Democrat Linda Sanchez from California called the measure "reckless," and Democrat Jay Inslee from Washington state derided it as "deja-voodoo economics."

Immediately prior to passage, which came shortly before midnight, lawmakers defeated a Democratic amendment to toughen the estate tax provisions in the package by a 194-233 margin.

The White House compromise sets the inheritance tax rate at 35 percent and exempts estates under five million dollars, compared to 45 percent and 3.5 million dollars in a House-passed bill earlier this year.

Obama -- who campaigned on a vow to let tax cuts lapse on income over 250,000 dollars for families or 200,000 dollars for individuals -- dropped that insistence after the November election and urged fellow Democrats to do the same.

Right after the Senate passed the plan, Obama called on skeptical House Democrats to pass the bill unchanged, in one of their last acts before Republicans take control of the chamber in January.

Republican House speaker-designate John Boehner said "failing to stop all the tax hikes would have destroyed more jobs and deepened the uncertainty in our economy" and called the bill "a good first step."

At the same time, the US Senate forged ahead on Obama's top foreign policy, the new Strategic Arms Reduction Treaty (START) with Russia, as Republicans worked to kill the nuclear arms control accord or at least put off a final vote until next year.

Top US military officials rebuffed Republicans charges that the pact will cripple US missile defense plans, as Democratic Senate Majority Leader Harry Reid set the stage for a likely ratification vote next week.

"We need START and we need it badly," General James Cartwright, the vice chairman of the Joint Chiefs of Staff, told reporters, stressing the treaty included "no prohibitions to our ability to move forward in missile defense."

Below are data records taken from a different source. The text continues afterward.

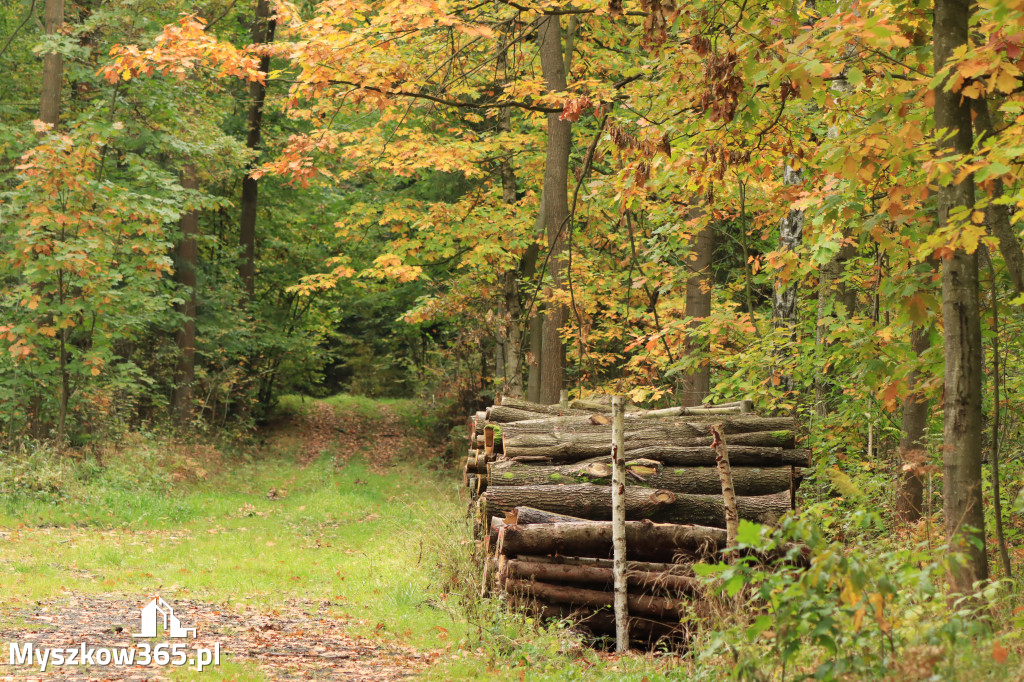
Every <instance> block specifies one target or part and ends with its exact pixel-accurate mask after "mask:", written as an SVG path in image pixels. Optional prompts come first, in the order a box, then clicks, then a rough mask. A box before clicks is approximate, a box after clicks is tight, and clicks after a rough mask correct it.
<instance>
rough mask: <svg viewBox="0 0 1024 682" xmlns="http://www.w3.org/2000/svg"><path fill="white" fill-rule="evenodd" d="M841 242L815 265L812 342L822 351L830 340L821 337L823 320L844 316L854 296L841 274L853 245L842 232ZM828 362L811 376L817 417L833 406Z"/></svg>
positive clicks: (833, 402)
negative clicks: (817, 307)
mask: <svg viewBox="0 0 1024 682" xmlns="http://www.w3.org/2000/svg"><path fill="white" fill-rule="evenodd" d="M843 239H844V244H843V245H842V246H840V248H839V251H837V252H836V255H835V256H833V257H831V258H830V259H829V260H828V262H826V263H825V264H823V265H822V266H821V267H820V268H819V269H818V313H817V325H816V327H815V330H816V331H815V342H816V344H817V347H818V348H819V349H820V350H821V352H822V353H826V352H827V351H826V350H825V349H826V348H828V346H830V345H831V344H830V343H829V342H828V341H827V339H826V338H825V335H826V333H827V332H828V329H829V326H828V324H827V323H825V321H826V319H827V317H829V316H839V315H843V316H844V317H848V316H849V315H850V314H851V313H852V312H853V306H854V301H855V296H854V292H853V290H851V289H850V288H849V287H847V285H846V283H844V282H843V274H844V272H846V262H847V261H848V260H850V259H851V258H853V257H854V256H855V255H856V254H857V249H856V247H854V246H853V245H850V244H846V243H845V240H846V236H845V235H844V236H843ZM830 368H831V364H830V363H828V361H825V363H823V364H822V367H821V370H820V372H819V374H818V376H816V377H815V379H814V412H815V413H816V414H817V416H818V417H824V416H826V415H827V414H828V413H829V412H831V410H833V408H834V403H835V401H836V396H837V393H838V390H837V387H836V386H835V385H834V382H833V380H831V379H830V378H829V375H830V374H831V373H830Z"/></svg>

"This treaty in no way limits anything we have in mind or want to do on missile defense," agreed Defense Secretary Robert Gates. "I think that there were some legitimate concerns. But, frankly, I think they've been addressed."

The agreement -- which has the support of virtually every present and past US foreign policy or national security heavyweight -- restricts each nation to a maximum of 1,550 deployed warheads, a cut of about 30 percent from a limit set in 2002, and 800 launchers and bombers.

The accord would also return US inspectors who have been unable to monitor Russia's arsenal since the treaty's predecessor lapsed in December 2009.

Obama won a critical victory when lawmakers voted 66-32 Wednesday to take up the pact, showing Democrats within striking distance of the 67 votes needed to ratify START if all 100 Senators are present.

One of those absent, Democratic Senator Evan Bayh, has pledged to back the agreement.

Democratic Senator Ron Wyden has said prostate cancer surgery may cause him to miss the final vote, but his absence would mean the treaty needs 66 votes to be ratified.

Come January, when Senate Democrats see their numbers shrink to 53, they will need to get 14 Republicans -- up from nine -- to ratify the treaty.